The new rule also limits individuals to bringing two (2) service animals in the cabin.
6. Determining service animal eligibility is similar to the process under the ADA
To establish eligibility for a service animal during a flight, air carriers may assess the following:
- Whether the animal is needed because of a disability and what work or task has the animal been trained to perform (this is answered through the attestation form, see #7)
- Observing the animal’s behavior
- Physical indicators, such as harnesses and vests
While the ADA does not allow identification tags and similar paraphernalia as evidence of a disability or related need for a service animal, the ACAA is permitting, but not requiring, air carriers to use them in the evaluation process as they deem appropriate. This is disappointing as such items are legally irrelevant and maintaining the notion that they confer any rights only perpetuates the confusion.
7. Passengers with service animals must provide attestation forms vouching for the dogs’ health, training, and behavior
In another departure from the ADA, individuals must provide airlines with the DOT’s Behavior and Training Attestation Form to establish eligibility for a service animal. Recognizing that requiring letters from a veterinarian or dog trainer is impractical and unfeasible (particularly for people of limited means), the attestation form instead makes the individual certify that the service animal:
- Is current on all vaccinations and free from parasites
- Has been trained to perform a task that alleviates the symptom or effect of the individual’s disability
- Has been trained to behave in public
- Must be under the individual’s physical control at all times
- Will be treated instead as a pet if the dog misbehaves and the handler cannot correct the behavior
- Will obligate the individual to pay for any damage caused by the dog, as long as all passengers are liable for similar damages
For flights longer than 8 hours, airlines can require individuals to provide a Relief Attestation Form that the service dog will not need to eliminate waste on the flight or can do so in a sanitary manner.
8. The attestation form must be current
“Current” is defined as completed by the passenger on or after the day the flight is booked. (p. 117) The DOT also makes a distinction that the form should “be completed for each trip but not each time a service animal user travels.” (p. 75) A round-trip ticket is considered a single trip and as such, an attestation form would not be required for the return flight.
9. Individuals with service animals must be permitted to check-in online
Airlines may no longer require passengers flying with service animals to check-in at the gate. Not only does this impose a burden on individuals by prohibiting them from checking-in online, but it also makes it difficult and time-consuming for the crew to review the documentation at this late juncture.

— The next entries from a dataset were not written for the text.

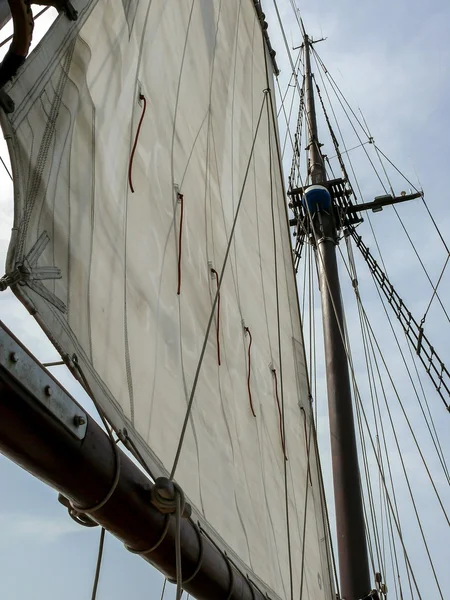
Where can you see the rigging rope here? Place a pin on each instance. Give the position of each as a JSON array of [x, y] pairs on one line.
[[305, 511], [271, 122], [358, 397], [247, 330], [136, 137], [216, 276], [180, 198], [213, 308], [99, 563]]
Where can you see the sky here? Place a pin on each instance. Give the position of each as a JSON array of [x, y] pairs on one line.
[[390, 59]]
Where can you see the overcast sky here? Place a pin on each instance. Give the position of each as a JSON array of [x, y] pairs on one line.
[[391, 59]]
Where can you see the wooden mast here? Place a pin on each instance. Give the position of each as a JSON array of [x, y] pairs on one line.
[[351, 535]]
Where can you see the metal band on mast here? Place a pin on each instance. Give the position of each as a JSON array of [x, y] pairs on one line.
[[351, 536]]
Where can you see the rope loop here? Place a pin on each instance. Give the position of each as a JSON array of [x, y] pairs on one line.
[[164, 497], [156, 545]]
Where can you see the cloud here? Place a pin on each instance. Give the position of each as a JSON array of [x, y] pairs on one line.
[[47, 530]]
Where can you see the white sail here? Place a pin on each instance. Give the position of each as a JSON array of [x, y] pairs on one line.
[[108, 293]]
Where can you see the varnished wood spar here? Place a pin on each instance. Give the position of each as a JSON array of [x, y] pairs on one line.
[[83, 470]]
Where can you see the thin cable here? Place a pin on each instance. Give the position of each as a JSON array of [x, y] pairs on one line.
[[211, 316], [180, 198], [136, 137], [109, 431], [419, 192], [435, 290], [99, 563], [280, 416], [421, 263], [216, 276], [163, 589], [247, 330], [178, 566]]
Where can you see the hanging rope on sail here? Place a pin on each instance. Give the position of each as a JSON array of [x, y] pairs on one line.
[[136, 138], [180, 198], [23, 21]]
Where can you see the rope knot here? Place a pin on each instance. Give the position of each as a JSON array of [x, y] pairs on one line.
[[164, 497]]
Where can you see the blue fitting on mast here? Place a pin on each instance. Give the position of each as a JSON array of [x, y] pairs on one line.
[[316, 198]]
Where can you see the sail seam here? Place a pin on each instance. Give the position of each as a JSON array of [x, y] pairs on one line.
[[219, 284], [247, 330]]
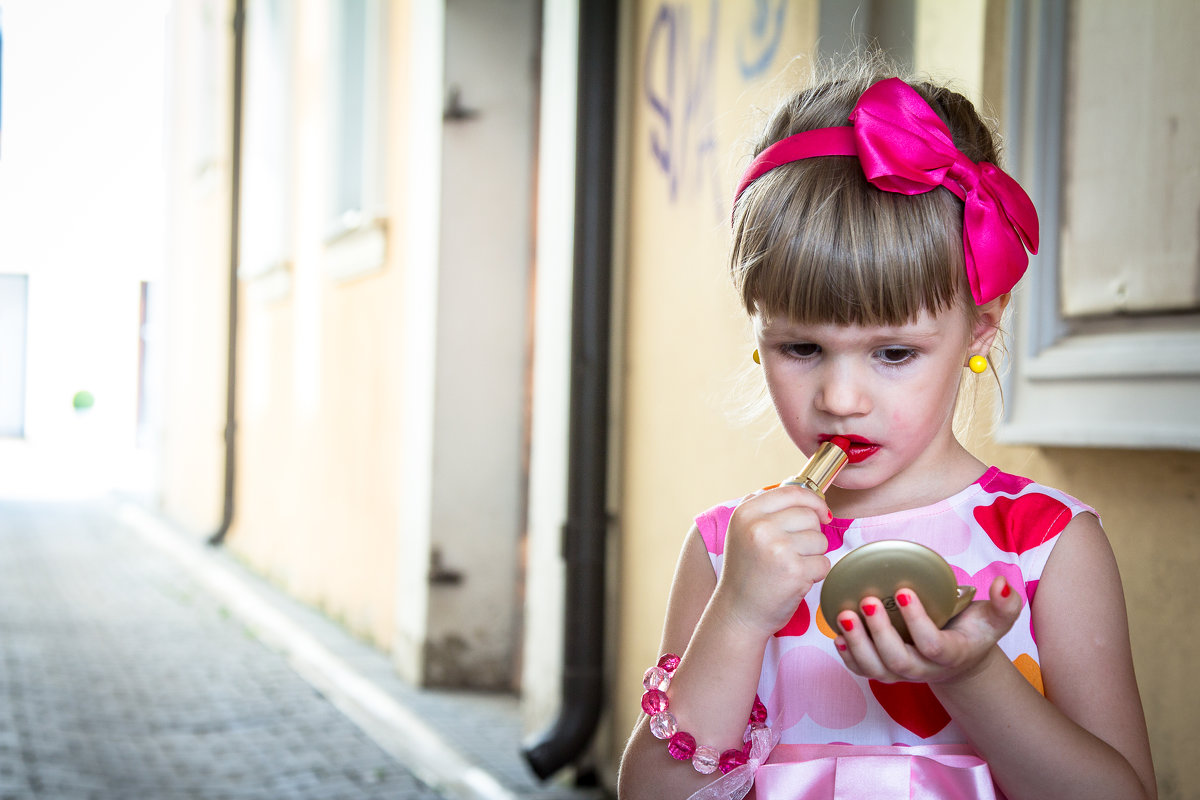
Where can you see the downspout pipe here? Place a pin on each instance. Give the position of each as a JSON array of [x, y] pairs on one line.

Air carriers may require that the attestation form is submitted up to 48 hours before the flight. This also provides an opportunity for individuals to correct any errors or provide missing information if the airline believes the form is incomplete. However, air carriers must provide a grace period for for reservations that are booked less than 48 hours in advance of the flight.
10. The rule provides an enforcement mechanism if the airline suspects fraud
Airline crew should report instances of potential fraud to the Office of Aviation Consumer Protection (at firstname.lastname@example.org) with evidence supporting the claim.
These new regulations provide clarity and much needed change. Hopefully, the DOT will revisit the issue of providing accommodations for assistance animals in the future.